2016 documentary by Seth Breedlove

Boggy Creek Monster is a 2016 American documentary film about the Fouke Monster, a purported ape-like creature (similar to descriptions of Bigfoot) allegedly sighted in Fouke, Arkansas, in the early 1970s. Directed and co-produced by Seth Breedlove, it is Breedlove's third documentary film under the banner of his production company Small Town Monsters. It features narration and music by co-producers Lyle Blackburn and Brandon Dalo, respectively.

Boggy Creek Monster was released on DVD, Blu-ray, and streaming services on November 11, 2016. It premiered at Fouke Middle School the following day, before screening at the Palace Theatre in Canton, Ohio, on November 16.

==Production==
===Development===
As with 2015's Minerva Monster, the first documentary film directed by Breedlove under the Small Town Monsters banner, funding for Boggy Creek Monster was raised in part by a crowdfunding campaign on the website Kickstarter. The campaign exceeded its goal of $9,000, receiving a total of $17,000.

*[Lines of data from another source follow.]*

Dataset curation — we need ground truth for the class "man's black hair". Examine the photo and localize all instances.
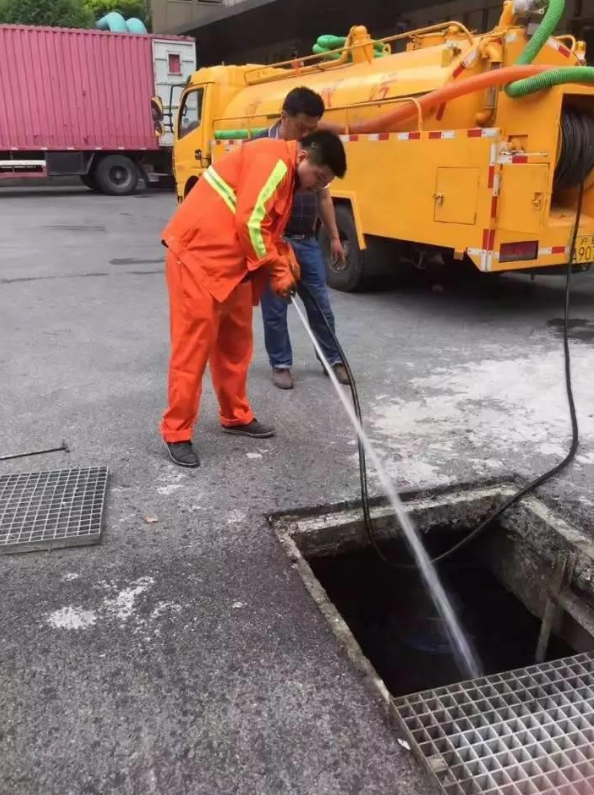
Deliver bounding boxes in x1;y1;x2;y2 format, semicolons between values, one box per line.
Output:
299;130;346;179
283;86;326;119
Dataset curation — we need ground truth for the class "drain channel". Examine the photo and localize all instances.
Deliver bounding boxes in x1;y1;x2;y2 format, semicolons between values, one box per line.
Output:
395;652;594;795
0;467;108;554
270;484;594;795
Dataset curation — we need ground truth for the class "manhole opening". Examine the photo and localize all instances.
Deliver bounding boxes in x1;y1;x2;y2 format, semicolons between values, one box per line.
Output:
271;484;594;795
308;527;574;696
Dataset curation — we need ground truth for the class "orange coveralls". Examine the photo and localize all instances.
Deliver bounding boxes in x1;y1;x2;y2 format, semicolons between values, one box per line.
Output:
161;138;297;442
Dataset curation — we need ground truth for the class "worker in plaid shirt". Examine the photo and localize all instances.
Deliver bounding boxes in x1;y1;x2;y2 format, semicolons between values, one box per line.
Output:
255;88;349;389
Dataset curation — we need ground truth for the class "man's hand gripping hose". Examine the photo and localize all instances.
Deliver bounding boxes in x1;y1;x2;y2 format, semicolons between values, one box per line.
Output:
269;241;301;299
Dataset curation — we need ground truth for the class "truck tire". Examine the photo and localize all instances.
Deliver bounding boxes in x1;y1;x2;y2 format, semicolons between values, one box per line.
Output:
80;171;98;191
318;204;365;293
93;155;140;196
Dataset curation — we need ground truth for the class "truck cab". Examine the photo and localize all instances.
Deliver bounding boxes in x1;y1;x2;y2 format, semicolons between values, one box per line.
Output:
174;65;253;202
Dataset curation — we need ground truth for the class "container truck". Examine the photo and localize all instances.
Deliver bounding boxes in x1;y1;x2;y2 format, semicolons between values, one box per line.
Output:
0;25;196;195
169;0;594;291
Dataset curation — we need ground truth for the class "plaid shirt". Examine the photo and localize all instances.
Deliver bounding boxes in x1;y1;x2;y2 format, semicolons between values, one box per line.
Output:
254;122;319;237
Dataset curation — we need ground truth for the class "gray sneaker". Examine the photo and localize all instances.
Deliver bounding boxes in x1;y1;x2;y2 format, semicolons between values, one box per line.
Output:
272;367;295;389
223;420;274;439
165;442;200;469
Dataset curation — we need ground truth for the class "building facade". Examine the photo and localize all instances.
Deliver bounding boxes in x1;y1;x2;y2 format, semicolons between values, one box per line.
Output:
152;0;594;66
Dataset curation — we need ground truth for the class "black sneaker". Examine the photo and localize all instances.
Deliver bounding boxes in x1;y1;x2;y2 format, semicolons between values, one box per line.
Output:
223;420;274;439
324;362;351;386
165;442;200;469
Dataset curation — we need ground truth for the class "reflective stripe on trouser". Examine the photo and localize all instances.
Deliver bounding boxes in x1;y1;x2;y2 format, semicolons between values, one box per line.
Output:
202;166;237;214
161;252;254;442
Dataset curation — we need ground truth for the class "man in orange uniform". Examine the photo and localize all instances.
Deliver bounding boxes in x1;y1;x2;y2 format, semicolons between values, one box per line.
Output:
161;131;346;467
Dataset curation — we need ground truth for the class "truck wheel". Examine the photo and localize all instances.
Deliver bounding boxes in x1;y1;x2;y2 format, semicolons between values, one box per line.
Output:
94;155;140;196
80;171;98;190
318;204;365;293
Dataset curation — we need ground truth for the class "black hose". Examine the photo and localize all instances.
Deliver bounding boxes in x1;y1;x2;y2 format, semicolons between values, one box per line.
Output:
554;107;594;190
299;282;400;567
299;160;591;570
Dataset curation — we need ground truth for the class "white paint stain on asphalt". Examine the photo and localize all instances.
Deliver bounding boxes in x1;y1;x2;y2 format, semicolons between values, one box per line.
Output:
103;577;155;621
46;577;182;638
47;605;97;629
227;510;247;524
371;343;594;485
157;483;183;497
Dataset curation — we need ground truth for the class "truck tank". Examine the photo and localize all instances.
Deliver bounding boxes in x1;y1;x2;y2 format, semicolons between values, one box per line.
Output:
216;23;481;134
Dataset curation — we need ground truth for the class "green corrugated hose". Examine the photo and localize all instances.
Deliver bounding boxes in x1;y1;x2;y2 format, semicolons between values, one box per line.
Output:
506;66;594;99
515;0;565;66
505;0;594;99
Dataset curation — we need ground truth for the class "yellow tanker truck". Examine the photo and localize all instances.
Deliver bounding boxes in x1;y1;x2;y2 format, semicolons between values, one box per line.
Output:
175;0;594;290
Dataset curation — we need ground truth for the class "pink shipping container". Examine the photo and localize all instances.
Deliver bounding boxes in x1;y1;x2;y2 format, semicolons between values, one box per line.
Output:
0;25;195;192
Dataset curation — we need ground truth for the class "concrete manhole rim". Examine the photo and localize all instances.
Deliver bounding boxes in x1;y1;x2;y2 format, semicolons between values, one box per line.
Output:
269;480;594;795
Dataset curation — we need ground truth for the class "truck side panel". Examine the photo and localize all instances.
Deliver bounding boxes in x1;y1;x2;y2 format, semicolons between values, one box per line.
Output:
0;25;159;151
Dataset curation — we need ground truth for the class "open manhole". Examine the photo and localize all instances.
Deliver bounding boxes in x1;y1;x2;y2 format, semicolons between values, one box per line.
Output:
270;484;594;795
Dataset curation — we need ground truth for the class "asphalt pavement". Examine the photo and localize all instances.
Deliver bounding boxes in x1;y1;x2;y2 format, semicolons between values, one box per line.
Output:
0;183;594;795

Boggy Creek Monster is co-produced and narrated by Lyle Blackburn, who in 2012 authored the book The Beast of Boggy Creek: The True Story of the Fouke Monster.

===Filming===
Filming took place over six days in late April 2016, with a crew of seven people. The filmmakers captured between 40 and 50 hours of footage to use for editing.

==Release==
Boggy Creek Monster was released on DVD, Blu-ray, and streaming services on November 11, 2016. The following day, on November 12, the film premiered in the cafeteria of Fouke Middle School in Fouke, Arkansas. On November 16, it screened at the Palace Theatre in Canton, Ohio.

The film later screened at the Roxy Theater in Missoula, Montana, on September 21, 2017, followed by a Q&A session with Breedlove.